Maine's state soil is the Chesuncook series — a very poorly drained glacial soil designated official in 1999, named for Chesuncook Lake in Piscataquis County, that covers the cold, wet boreal forest floors of northern Maine under black spruce, balsam fir, and sphagnum moss. This profile appears in the list of U.S. state soils.
Adopted
1999
Status
Official state soil

Maine State Soil

The Chesuncook soil series is Maine's official state soil. It sits on the nearly flat and gently sloping glaciated uplands of northern and western Maine — land that has been saturated with water for most of each year since the last glacier retreated roughly 13,000 years ago.

Chesuncook is one of the few state soils in the country chosen not for agricultural productivity but for ecological significance. Very poorly drained, cold, and acidic, it cannot be farmed without massive drainage and amendment. Instead, it supports the boreal forest that defines Maine's wilderness interior — black spruce, balsam fir, tamarack, and white cedar growing on a spongy mat of sphagnum moss and decomposing organic matter.

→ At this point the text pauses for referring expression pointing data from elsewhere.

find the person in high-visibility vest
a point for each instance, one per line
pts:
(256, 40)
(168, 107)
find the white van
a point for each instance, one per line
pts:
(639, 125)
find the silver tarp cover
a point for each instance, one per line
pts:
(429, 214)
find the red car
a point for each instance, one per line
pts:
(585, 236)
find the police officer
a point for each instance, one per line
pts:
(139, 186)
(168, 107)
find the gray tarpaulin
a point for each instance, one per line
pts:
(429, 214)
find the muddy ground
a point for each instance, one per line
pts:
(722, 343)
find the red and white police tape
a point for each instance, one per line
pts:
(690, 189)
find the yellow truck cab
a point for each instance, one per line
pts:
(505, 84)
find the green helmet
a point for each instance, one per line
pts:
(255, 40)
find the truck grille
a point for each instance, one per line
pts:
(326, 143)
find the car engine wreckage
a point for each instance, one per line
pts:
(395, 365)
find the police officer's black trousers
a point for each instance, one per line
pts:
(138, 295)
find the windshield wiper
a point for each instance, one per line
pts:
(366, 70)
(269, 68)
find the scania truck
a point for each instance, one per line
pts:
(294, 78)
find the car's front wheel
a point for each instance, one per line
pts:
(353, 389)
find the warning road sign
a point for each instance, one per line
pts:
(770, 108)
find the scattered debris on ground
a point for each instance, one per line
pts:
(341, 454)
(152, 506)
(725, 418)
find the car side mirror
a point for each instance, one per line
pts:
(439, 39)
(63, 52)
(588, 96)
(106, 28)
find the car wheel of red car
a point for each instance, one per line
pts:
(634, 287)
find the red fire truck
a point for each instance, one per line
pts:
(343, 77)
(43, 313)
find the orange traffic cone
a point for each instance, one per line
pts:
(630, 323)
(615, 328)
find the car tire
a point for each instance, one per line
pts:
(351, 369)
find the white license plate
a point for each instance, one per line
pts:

The soil stays wet because it forms in dense glacial till that water cannot drain through easily. Snow from Maine's long winters melts slowly on flat ground with nowhere to go. The result is a soil that is effectively waterlogged from snowmelt through late summer most years, frozen solid from late autumn through early spring.

Why Maine Chose the Chesuncook Soil

The Chesuncook series is named for Chesuncook Lake, a large wilderness lake on the West Branch of the Penobscot River in Piscataquis County. USDA soil scientists established the series in this area, where very poorly drained glacial soils under boreal forest cover millions of acres of Maine's northern interior.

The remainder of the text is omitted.